The specific underlying mechanism(s) responsible for development of ARF remain unknown. However, evidence suggests that the disorder may result from an abnormal immune reaction in which antibodies produced in response to the invading bacterium act against certain of the body's own cells. For example, according to such a theory (sometimes known as "autoimmune mimicry"), a foreign protein (antigen) from a particular bacterium may be similar to one of the body's own proteins; as a result, the human immune system may be unable to distinguish between its "self" protein and that of the invading microorganism, potentially triggering an inappropriate autoimmune response. The symptom-free period between recovery from sore throat (pharyngitis) to the onset of symptoms associated with ARF (i.e., latent period) may lend support to the theory of an abnormal immune mechanism resulting in tissue damage.

In addition, experts suggest that Sydenham's chorea appears to result from such an autoimmune response. Evidence indicates that certain streptococcal proteins or antigens (streptococcal M proteins) induce the body's production of antibodies (i.e., antineuronal antibodies) that "crossreact" against the body's own cells in certain regions of the brain. (Group A streptococcal M protein has been shown to contain some of the same amino acid sequences as within certain human tissues.) Furthermore, some researchers have reported detecting certain antibodies (e.g., immunoglobulin G [IgG] antibodies) in children with Sydenham's chorea that interacted with certain cellular proteins (i.e., neuronal antigens) in the basal ganglia, such as the caudate nuclei and subthalamic nucleus. The basal ganglia are paired nerve cell clusters deep within the brain that play an essential role in initiating and regulating movement.

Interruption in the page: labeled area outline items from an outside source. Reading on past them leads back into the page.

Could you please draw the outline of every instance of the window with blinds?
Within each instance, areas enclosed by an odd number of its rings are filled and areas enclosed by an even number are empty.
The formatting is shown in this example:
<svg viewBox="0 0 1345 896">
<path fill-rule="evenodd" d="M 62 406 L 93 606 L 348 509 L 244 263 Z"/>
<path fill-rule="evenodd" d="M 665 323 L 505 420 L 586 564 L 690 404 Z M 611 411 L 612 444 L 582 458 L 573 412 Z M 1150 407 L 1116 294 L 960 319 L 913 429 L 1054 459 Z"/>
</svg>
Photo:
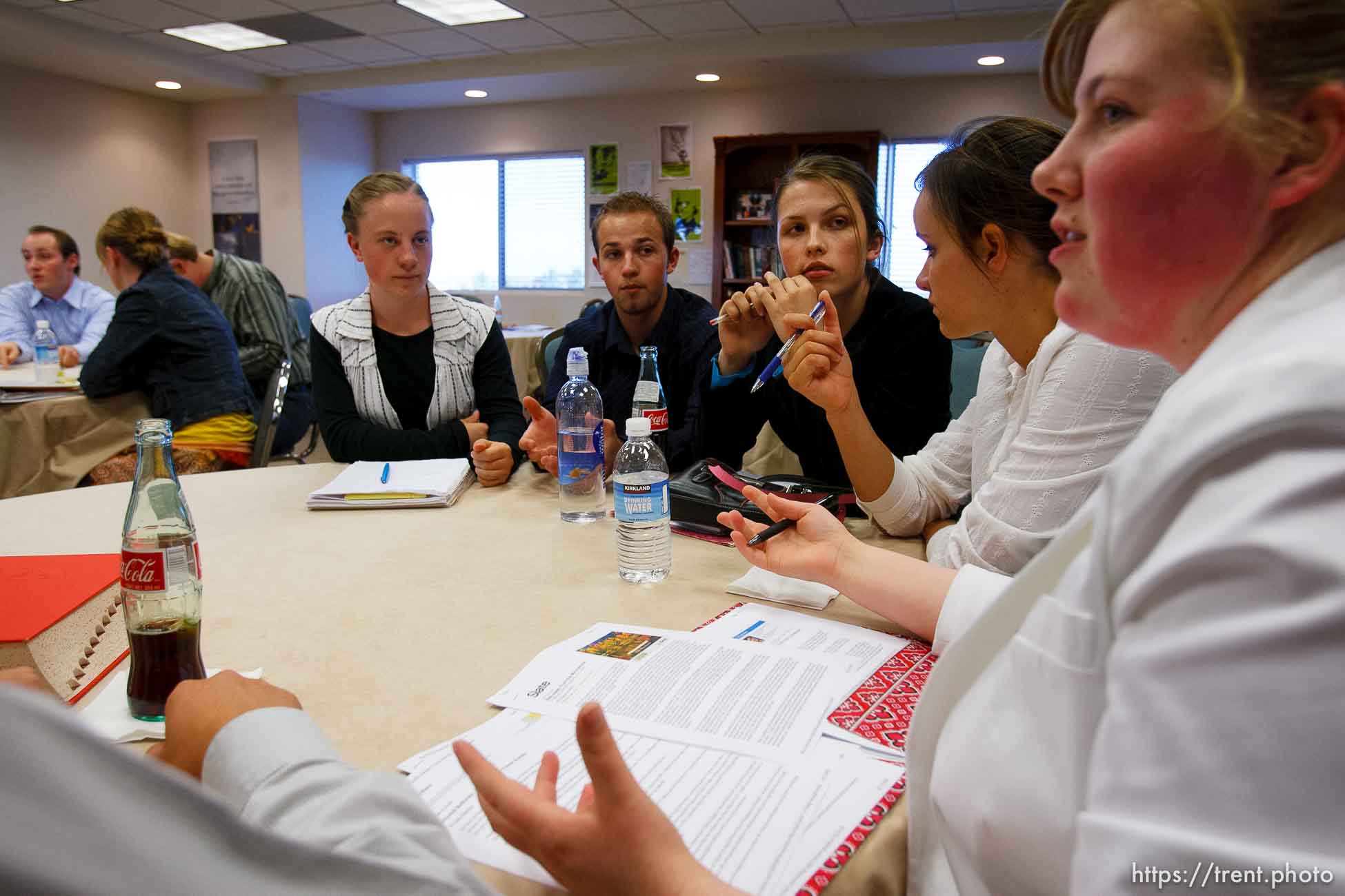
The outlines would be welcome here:
<svg viewBox="0 0 1345 896">
<path fill-rule="evenodd" d="M 417 161 L 445 290 L 584 289 L 584 154 Z"/>
<path fill-rule="evenodd" d="M 943 152 L 944 145 L 937 141 L 890 141 L 878 146 L 878 201 L 882 204 L 882 222 L 888 227 L 888 243 L 878 266 L 884 277 L 917 296 L 927 293 L 916 289 L 916 277 L 925 262 L 925 247 L 911 222 L 916 196 L 920 195 L 915 181 L 929 160 Z"/>
</svg>

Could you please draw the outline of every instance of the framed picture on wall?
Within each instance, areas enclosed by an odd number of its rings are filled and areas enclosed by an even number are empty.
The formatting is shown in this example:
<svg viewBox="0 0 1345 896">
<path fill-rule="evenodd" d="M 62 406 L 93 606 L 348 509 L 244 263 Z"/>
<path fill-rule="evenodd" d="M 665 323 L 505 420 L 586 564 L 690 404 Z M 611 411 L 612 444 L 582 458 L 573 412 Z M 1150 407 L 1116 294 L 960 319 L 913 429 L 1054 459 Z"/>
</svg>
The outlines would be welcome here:
<svg viewBox="0 0 1345 896">
<path fill-rule="evenodd" d="M 691 176 L 691 125 L 659 125 L 659 180 Z"/>
</svg>

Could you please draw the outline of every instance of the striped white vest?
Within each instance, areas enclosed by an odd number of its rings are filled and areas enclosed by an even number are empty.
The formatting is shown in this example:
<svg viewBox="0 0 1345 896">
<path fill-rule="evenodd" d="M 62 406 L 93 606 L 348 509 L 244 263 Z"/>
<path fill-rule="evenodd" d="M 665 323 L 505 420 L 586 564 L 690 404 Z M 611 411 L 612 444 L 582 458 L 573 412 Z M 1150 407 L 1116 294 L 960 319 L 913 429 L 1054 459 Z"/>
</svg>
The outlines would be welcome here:
<svg viewBox="0 0 1345 896">
<path fill-rule="evenodd" d="M 476 352 L 491 332 L 495 313 L 479 302 L 449 296 L 432 283 L 429 318 L 434 328 L 434 395 L 425 414 L 425 426 L 433 430 L 476 410 L 472 365 Z M 378 372 L 369 290 L 315 312 L 313 328 L 340 355 L 340 365 L 355 394 L 359 415 L 390 430 L 402 429 Z"/>
</svg>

In another study, researchers determined that, during acute attacks, 80 percent of patients with ARF had antibodies against cardiolipin (anticardiolipin antibodies). Cardiolipin is a fatty compound (i.e., phospholipid) located within human mitochondrial inner membranes and bacterial cellular membranes. There was not a significant difference in the percentage of patients with antibodies who did or did not have Sydenham's chorea.

As mentioned above, Sydenham's chorea appears to result from an autoimmune or antibody-mediated inflammatory response involving certain regions of the basal ganglia. Experts indicate that the results of certain neuroimaging studies may provide further information concerning underlying disease processes (i.e., pathophysiology) involved in Sydenham's chorea. For example, such studies have demonstrated abnormally increased metabolism (hypermetabolism) in certain regions of the brain, findings that may reflect the autoimmune process. More specifically, positron emission tomography (PET) scanning has shown increased glucose metabolism within major substructures of the basal ganglia (i.e., striatum), a finding that was reversed with clinical improvement. This is in marked contrast to Huntington's disease (HD) and other hereditary forms of chorea, in which PET demonstrates decreased glucose and oxygen metabolism. In addition, magnetic resonance imaging (MRI) of patients with Sydenham's chorea has shown abnormally increased size of the 3 major substructures that form the basal ganglia, including the caudate nuclei, the globus pallidus, and the putamen, possibly providing evidence of an inflammatory process.